Darlene Newman recently wrote a great article that makes it abundantly clear why you CAN NOT Safely use LLMs for Contracts or any other document with any Legal implications whatsoever!
Not only can you not train out hallucinations, because they are a fundamental function of the technology, but every time the LLM touches the document, it can (and likely will) corrupt something that was already correct (and reviewed) before.
In other words, you collect all your reference documents, ask it to generate a contract that contains all of your mandatory clauses, addresses all the risks, incorporates the schedule, specifies the requirements, etc. etc. etc. and get back a 50 page document where the section, paragraph, and sentence quality ranges from masterpiece to monkey on crack. You then spend hours (to days) fixing everything and ask the LLM to simply correct spelling, grammar, and ensure key requirements are met in the new/changed sections only (giving it the original document for comparison). The LLM spits out a cleaned up copy, you review all the sections you updated, it looks good, and you send it out.
Little do you know that because you added an article in one section, shortened a sentence in another section, and improved the grammar in a third section that it decided to rewrite half those sections for you, because it decided the specific requirements you called out for the new sections weren’t addressed enough. In the process, other key requirements are dropped, risk mitigations have been written out, and the contract now heavily favours the other side when something goes wrong. Not at all what you intended, but that’s what you got because you didn’t review all 50 pages with care.
Maybe not too bad if nothing goes wrong, and maybe devastating if it does.

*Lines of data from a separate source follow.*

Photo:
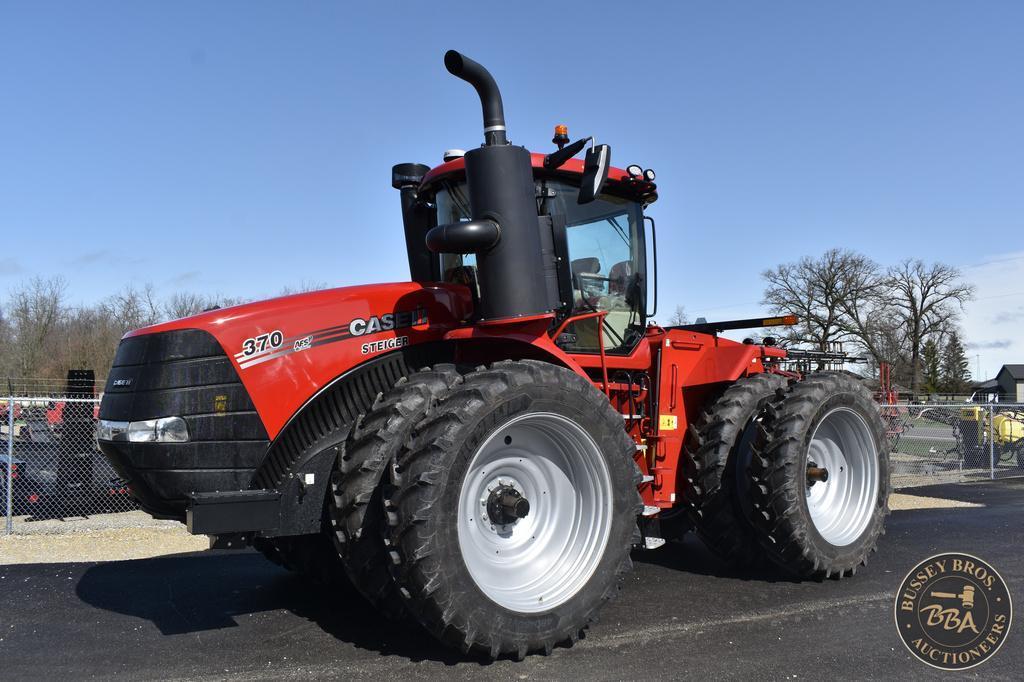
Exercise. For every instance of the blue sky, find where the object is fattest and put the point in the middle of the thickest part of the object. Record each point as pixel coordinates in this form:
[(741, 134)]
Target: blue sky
[(238, 147)]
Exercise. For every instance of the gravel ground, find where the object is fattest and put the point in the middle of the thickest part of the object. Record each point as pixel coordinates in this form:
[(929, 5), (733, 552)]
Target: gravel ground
[(136, 536), (218, 615), (99, 538)]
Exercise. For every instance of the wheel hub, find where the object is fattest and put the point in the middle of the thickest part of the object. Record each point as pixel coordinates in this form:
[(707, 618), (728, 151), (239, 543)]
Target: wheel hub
[(535, 512), (506, 505), (842, 476)]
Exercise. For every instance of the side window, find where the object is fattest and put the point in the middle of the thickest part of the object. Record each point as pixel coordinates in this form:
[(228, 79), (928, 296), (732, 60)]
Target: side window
[(602, 265), (453, 206)]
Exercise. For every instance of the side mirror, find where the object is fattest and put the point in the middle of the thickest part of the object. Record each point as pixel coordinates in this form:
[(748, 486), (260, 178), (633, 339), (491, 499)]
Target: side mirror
[(595, 172)]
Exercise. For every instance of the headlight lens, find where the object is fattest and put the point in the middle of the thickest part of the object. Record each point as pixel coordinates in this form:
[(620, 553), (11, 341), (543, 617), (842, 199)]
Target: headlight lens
[(166, 429), (109, 430)]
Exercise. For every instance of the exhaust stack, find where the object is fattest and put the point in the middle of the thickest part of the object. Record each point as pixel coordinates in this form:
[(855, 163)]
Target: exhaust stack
[(491, 97), (500, 177)]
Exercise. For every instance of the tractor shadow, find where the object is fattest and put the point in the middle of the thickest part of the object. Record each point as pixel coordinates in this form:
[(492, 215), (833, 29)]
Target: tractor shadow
[(692, 556), (216, 591)]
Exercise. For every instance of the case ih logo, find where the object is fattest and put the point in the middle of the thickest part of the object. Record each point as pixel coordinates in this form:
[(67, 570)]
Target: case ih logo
[(263, 347), (387, 322)]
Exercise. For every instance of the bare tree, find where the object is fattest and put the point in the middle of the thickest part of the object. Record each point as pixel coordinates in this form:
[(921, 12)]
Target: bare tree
[(131, 307), (820, 292), (36, 310), (928, 300), (303, 287)]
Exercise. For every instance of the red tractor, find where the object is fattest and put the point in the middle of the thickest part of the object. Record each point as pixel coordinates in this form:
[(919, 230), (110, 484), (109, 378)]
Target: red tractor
[(481, 448)]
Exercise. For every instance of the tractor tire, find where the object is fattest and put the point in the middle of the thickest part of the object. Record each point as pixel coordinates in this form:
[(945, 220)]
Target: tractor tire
[(719, 452), (312, 556), (815, 527), (512, 513), (355, 503)]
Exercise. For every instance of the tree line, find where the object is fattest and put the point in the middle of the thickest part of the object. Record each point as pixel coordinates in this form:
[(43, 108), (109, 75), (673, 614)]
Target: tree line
[(906, 314), (42, 335)]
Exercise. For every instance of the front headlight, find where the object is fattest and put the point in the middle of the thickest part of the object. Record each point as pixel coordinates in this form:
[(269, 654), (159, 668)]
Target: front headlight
[(110, 430), (165, 429)]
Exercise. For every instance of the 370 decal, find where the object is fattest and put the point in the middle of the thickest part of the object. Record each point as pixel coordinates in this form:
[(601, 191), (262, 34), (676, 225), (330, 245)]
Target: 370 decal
[(271, 345), (261, 343)]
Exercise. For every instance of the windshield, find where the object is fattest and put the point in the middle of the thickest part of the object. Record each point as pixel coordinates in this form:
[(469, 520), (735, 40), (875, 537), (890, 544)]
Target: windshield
[(604, 248), (604, 244)]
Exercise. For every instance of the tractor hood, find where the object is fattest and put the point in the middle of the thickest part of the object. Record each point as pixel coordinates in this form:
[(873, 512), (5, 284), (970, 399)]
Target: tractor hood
[(307, 340)]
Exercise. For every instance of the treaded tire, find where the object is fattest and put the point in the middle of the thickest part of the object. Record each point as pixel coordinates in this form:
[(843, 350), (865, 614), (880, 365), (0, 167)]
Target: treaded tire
[(312, 556), (719, 450), (778, 473), (355, 504), (424, 503)]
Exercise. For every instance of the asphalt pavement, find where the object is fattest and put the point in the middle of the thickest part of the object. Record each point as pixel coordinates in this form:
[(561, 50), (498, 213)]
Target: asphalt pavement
[(681, 613)]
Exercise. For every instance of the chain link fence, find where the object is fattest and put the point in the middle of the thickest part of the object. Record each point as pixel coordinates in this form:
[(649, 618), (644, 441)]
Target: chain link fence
[(50, 467), (953, 442)]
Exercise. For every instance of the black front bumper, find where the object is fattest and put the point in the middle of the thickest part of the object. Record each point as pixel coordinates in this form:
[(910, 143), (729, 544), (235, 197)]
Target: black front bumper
[(181, 374)]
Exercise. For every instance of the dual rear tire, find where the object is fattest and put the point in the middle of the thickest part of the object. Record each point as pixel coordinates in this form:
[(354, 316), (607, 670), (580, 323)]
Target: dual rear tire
[(497, 507), (795, 473), (512, 512)]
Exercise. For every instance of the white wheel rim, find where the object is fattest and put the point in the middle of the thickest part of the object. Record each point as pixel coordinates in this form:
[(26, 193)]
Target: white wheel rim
[(546, 557), (842, 507)]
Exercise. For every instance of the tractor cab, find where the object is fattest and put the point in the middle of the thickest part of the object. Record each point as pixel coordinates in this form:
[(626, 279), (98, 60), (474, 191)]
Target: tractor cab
[(596, 250)]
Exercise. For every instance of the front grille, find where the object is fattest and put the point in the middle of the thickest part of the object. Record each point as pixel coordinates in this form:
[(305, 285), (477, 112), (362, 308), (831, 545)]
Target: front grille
[(183, 374)]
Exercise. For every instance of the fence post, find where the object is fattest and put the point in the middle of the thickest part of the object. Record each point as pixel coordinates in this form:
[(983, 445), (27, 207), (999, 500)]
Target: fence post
[(10, 461), (991, 442)]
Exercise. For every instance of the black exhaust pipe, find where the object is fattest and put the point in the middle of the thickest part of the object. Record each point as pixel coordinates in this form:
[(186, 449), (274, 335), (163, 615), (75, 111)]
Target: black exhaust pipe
[(491, 97), (505, 231)]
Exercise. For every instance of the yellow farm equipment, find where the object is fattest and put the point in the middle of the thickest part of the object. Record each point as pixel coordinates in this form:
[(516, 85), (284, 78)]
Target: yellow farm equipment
[(990, 436)]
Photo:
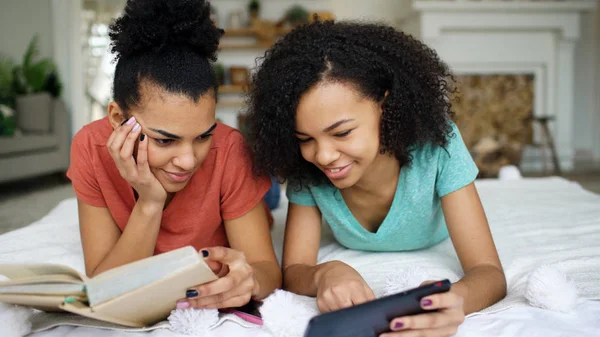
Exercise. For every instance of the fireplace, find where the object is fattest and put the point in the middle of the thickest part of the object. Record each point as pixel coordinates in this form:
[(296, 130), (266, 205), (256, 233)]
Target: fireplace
[(495, 115), (531, 42)]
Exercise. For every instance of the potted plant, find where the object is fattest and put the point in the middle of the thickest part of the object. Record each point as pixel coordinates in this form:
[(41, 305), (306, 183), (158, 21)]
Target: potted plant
[(297, 15), (254, 9), (36, 82), (7, 97)]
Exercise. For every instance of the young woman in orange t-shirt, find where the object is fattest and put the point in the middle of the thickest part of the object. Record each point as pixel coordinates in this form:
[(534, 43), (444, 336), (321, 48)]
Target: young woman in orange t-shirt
[(159, 172)]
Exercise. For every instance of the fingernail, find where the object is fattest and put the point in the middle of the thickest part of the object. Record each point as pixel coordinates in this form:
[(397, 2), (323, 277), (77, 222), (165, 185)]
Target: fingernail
[(131, 120), (191, 293), (183, 305)]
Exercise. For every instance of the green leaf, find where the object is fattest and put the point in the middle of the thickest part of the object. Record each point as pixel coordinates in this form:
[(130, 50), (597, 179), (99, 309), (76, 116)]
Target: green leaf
[(6, 76)]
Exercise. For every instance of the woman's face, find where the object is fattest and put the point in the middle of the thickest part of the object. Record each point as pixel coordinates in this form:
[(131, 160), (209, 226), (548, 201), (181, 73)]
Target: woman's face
[(179, 133), (338, 131)]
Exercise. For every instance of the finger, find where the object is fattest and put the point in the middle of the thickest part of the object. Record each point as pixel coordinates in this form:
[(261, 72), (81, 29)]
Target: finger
[(323, 305), (244, 289), (126, 152), (369, 292), (223, 254), (217, 268), (362, 296), (428, 320), (342, 300), (442, 301), (120, 134), (233, 302), (142, 155), (441, 332), (240, 276)]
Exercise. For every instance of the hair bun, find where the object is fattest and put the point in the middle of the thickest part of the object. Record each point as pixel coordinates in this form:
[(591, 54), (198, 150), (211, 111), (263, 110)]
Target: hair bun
[(150, 26)]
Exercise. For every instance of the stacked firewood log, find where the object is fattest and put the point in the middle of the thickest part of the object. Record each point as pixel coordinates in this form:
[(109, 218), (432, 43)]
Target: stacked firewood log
[(493, 113)]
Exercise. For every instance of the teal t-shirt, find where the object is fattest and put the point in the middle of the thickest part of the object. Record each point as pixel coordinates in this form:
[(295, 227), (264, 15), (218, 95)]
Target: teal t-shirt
[(415, 219)]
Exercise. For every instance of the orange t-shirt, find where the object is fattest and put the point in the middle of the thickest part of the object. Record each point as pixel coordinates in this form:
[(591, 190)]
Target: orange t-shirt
[(223, 187)]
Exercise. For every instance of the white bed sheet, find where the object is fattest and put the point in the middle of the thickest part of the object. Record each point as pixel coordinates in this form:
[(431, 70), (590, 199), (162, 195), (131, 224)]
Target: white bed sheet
[(564, 208)]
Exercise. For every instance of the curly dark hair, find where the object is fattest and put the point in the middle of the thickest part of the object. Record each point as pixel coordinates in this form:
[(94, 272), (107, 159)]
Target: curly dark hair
[(170, 43), (374, 59)]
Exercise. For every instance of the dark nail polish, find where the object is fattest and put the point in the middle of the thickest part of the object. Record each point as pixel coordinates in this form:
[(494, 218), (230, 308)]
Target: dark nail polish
[(191, 293)]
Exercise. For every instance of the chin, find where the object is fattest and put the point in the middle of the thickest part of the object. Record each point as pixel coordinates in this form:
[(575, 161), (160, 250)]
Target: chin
[(173, 187), (343, 183)]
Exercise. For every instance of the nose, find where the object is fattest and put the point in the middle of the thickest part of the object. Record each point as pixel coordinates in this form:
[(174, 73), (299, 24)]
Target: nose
[(185, 159), (326, 154)]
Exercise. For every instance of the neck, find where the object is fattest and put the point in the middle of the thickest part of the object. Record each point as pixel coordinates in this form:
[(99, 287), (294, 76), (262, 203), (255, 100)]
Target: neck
[(384, 170)]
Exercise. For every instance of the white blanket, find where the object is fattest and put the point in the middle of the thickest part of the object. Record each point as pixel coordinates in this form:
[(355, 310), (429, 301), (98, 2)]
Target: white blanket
[(534, 222)]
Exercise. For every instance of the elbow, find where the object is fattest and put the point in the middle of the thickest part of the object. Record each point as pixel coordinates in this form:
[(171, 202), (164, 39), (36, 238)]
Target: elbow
[(502, 285)]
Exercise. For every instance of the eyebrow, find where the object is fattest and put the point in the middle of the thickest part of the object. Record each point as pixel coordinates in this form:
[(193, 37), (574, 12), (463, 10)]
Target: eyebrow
[(331, 127), (170, 135)]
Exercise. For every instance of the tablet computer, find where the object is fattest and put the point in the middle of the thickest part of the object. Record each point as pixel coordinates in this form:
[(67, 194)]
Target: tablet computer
[(373, 318)]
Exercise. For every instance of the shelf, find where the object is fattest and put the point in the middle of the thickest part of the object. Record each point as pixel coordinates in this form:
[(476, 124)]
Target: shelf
[(251, 31), (231, 89), (241, 46), (239, 32), (230, 104)]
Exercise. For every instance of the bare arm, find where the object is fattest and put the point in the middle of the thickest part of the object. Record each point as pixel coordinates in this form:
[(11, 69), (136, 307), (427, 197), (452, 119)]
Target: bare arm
[(105, 247), (301, 248), (484, 282), (250, 234)]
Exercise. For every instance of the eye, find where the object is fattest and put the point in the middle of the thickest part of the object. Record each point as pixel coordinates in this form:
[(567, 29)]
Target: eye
[(163, 142), (306, 140), (343, 134)]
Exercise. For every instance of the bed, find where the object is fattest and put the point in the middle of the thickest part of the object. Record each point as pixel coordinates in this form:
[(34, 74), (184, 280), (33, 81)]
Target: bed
[(535, 222)]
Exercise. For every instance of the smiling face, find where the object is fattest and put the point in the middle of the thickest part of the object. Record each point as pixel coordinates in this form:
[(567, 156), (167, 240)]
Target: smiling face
[(179, 133), (338, 131)]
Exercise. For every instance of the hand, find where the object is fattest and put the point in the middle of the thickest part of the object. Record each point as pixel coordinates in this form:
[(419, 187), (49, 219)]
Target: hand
[(340, 286), (120, 145), (234, 288), (442, 323)]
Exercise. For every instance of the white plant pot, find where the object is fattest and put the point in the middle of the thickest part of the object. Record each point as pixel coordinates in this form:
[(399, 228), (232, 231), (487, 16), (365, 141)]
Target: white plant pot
[(33, 113)]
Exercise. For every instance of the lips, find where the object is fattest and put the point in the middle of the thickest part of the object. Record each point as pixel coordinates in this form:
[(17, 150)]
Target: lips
[(338, 172), (178, 176)]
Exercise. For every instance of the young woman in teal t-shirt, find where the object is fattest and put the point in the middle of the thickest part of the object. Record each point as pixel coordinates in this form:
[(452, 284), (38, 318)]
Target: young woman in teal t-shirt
[(357, 117)]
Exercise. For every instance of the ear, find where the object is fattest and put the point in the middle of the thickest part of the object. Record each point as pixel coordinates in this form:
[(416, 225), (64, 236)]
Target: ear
[(116, 116), (383, 100)]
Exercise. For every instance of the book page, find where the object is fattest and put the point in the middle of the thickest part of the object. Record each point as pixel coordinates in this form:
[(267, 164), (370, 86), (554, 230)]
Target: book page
[(44, 279), (31, 271), (44, 289), (124, 279)]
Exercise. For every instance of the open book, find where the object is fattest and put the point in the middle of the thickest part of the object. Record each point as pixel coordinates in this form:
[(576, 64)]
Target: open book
[(138, 294)]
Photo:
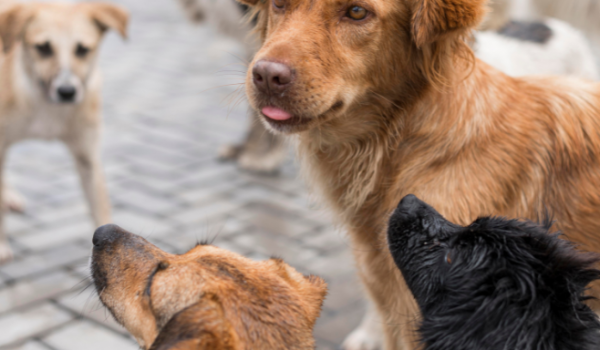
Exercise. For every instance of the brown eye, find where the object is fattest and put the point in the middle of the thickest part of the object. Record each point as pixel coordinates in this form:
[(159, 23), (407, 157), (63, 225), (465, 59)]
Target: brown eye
[(448, 258), (81, 51), (357, 13), (44, 50)]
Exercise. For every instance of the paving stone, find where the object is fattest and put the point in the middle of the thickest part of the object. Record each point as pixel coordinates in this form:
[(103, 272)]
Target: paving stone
[(20, 325), (86, 335), (29, 291), (46, 260), (87, 304), (46, 238), (30, 345), (138, 223)]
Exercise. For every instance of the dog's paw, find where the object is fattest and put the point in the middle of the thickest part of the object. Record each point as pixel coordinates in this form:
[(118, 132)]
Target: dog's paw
[(266, 164), (362, 338), (230, 152), (6, 254), (13, 200)]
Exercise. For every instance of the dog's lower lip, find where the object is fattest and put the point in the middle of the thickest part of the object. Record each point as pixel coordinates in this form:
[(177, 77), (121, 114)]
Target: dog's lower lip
[(276, 113)]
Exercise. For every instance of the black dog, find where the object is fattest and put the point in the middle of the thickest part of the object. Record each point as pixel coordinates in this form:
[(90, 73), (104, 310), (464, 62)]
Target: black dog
[(495, 285)]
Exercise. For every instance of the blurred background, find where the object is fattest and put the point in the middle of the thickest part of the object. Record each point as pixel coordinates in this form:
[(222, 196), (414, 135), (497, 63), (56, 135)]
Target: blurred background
[(171, 99)]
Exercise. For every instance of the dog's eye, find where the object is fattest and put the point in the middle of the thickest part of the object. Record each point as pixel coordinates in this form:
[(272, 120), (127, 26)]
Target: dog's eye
[(45, 49), (357, 13), (81, 51), (448, 258)]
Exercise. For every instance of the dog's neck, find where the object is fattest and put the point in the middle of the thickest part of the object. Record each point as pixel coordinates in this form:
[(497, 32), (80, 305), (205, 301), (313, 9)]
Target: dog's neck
[(352, 155)]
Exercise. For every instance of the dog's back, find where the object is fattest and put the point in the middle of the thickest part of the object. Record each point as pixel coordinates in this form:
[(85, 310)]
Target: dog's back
[(496, 284)]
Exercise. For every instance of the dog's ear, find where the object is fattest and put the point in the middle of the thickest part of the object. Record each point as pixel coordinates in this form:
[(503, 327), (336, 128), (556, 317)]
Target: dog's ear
[(109, 16), (312, 289), (12, 24), (435, 19), (198, 327)]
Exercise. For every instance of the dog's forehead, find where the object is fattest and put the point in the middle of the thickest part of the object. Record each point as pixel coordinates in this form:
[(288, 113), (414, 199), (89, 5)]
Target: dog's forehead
[(62, 22)]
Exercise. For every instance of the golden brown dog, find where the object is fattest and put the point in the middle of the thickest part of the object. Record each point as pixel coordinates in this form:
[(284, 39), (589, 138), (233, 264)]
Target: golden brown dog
[(208, 298), (50, 86), (387, 99)]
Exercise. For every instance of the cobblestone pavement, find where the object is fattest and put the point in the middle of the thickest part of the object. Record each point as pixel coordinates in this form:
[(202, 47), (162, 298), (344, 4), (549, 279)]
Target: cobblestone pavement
[(168, 107)]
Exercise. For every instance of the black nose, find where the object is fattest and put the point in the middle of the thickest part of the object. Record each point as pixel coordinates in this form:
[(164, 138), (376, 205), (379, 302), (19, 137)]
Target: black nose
[(105, 234), (67, 93), (272, 76)]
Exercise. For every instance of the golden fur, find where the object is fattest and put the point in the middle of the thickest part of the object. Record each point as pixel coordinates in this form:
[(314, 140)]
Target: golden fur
[(207, 298), (396, 104)]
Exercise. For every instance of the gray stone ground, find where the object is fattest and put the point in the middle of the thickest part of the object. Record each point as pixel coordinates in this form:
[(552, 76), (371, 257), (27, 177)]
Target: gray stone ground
[(167, 110)]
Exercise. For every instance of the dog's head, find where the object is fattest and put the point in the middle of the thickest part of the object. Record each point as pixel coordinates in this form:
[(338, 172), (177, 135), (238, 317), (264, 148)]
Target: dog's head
[(496, 284), (322, 58), (206, 296), (60, 43)]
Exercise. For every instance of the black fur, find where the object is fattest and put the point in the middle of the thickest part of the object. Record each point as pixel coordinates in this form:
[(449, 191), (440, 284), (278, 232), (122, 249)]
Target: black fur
[(497, 284)]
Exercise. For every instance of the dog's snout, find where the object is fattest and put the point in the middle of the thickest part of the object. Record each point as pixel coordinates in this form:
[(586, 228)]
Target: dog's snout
[(67, 93), (272, 76), (105, 234)]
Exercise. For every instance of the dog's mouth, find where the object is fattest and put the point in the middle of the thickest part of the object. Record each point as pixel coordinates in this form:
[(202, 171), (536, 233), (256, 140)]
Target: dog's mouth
[(282, 120)]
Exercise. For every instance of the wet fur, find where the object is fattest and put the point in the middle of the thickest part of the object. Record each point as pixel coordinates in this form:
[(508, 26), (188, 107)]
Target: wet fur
[(495, 284), (206, 297), (405, 108)]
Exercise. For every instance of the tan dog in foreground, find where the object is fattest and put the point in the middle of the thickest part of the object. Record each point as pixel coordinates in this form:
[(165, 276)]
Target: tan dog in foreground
[(207, 298), (50, 86), (386, 99)]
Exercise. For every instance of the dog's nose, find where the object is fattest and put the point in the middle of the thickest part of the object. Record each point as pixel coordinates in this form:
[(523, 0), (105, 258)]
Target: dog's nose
[(105, 234), (67, 93), (272, 76)]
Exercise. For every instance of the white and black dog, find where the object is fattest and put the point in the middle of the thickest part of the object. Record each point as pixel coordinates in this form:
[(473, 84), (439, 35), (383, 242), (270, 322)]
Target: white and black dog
[(496, 284), (517, 48)]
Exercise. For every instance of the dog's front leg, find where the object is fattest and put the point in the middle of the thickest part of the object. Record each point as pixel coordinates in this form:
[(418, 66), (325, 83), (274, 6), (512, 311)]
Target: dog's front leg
[(5, 251), (85, 148)]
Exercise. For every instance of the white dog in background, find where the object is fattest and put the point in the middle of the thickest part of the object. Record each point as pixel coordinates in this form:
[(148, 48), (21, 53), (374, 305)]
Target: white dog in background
[(531, 48), (565, 51), (518, 48), (51, 87)]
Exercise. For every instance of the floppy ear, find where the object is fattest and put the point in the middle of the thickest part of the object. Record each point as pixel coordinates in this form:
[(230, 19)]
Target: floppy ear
[(12, 24), (435, 19), (198, 327), (109, 16)]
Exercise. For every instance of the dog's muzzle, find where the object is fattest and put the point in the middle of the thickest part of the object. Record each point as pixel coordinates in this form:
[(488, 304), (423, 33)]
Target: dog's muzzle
[(66, 88)]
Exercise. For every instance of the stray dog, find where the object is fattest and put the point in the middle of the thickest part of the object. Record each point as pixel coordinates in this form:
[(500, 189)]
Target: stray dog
[(207, 298), (51, 86), (496, 284), (386, 98), (262, 151), (564, 52), (532, 48)]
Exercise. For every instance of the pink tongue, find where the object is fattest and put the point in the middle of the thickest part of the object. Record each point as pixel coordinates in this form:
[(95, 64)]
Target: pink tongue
[(276, 113)]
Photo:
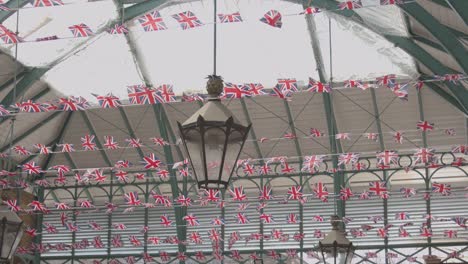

But nothing goes wrong in the short term, so your Legal team decides to use it to try and defend a claim against your company. This is where it goes from bad to much, much, worse. You upload the brief, you outline your counterpoints, you upload your supporting documents — including the relevant law and cases you know of, you ask it to find more law and cases relevant to your defense, and ask it to create your first response. You let it chug, go to lunch, and come back to a 60 page, 220 point response with half a dozen statues and two dozen cited cases.
You go through all the law, realize that only 8 of the statutes are (somewhat) relevant, remove the 3 that aren’t and the fake one the LLM found on the internet. Then you go through all the cases, realize only 14 are actually supporting, 7 are not relevant, and 3 were completely hallucinated and make the corrections. Mark all the paragraphs that are okay, the ones that need updates, and what updates are needed. Get sign off on what’s good, what needs updates, and push it through again. It comes back with a couple of new potential statutes, another 8 potential cases, updates to multiple paragraphs, and you review again. You find one of the statutes potentially relevant, 4 of the cases real and usable, and half of the paragraphs look good. You mark all this, make the updated correction lists, get sign-off, and send it back to the LLM. You don’t notice it also changed 5 of the paragraphs you were completely happy with, changed some quotes to non-existent quotes, and replaced an approved reference with a hallucinated one. This goes on for a few more iterations, where key clauses/references are not rechecked, and you still end up with a 70 page document with a dozen hallucinations, 3 non-existent cases, and faulty logic despite review by multiple senior partners, because no one checked what they were happy with last iteration because they expected the LLM would not change it because they explicitly told the LLM not to.
Unlike an intern, who is naturally lazy and tired of working 84 to 112 weeks for peanuts and will happily ignore anything you tell him to ignore, as well as intelligent (when he chooses to be), the dumber-than-a-doornail LLM recomputes the meaning of inputs on every request, has the same chance of messing up on every request, has the same chance of understanding the request but predicting you were being facetious and actually want it to rewrite the paragraphs chock full of hallucinations, and so on. You don’t notice, submit the brief with $1,000/hour senior partner sign off, and make a mockery of your firm with all the AI slop (as well as securing it a massive fine from a p!ssed off judge tired of AI slop).
And there’s no way to stop it. It doesn’t matter how detailed your instructions are. It doesn’t matter how much effort you go through to lock parts of the document down with automated input and output checks and re-dos when the LLM screws up. Every time the LLM touches the document, something will corrupt. The only thing that is unknown is whether or not is how detrimental the corruption is.
As per Darlene’s post,
Microsoft Research tested 19 AI models across 310 professional documents. They gave each model a document editing task, then another, then another … for 20 interactions in total. Frontier models corrupted 25% of document content by the end.
25%! That’s a lot of corruption of good content. And enough to ensure you get AI slop every time!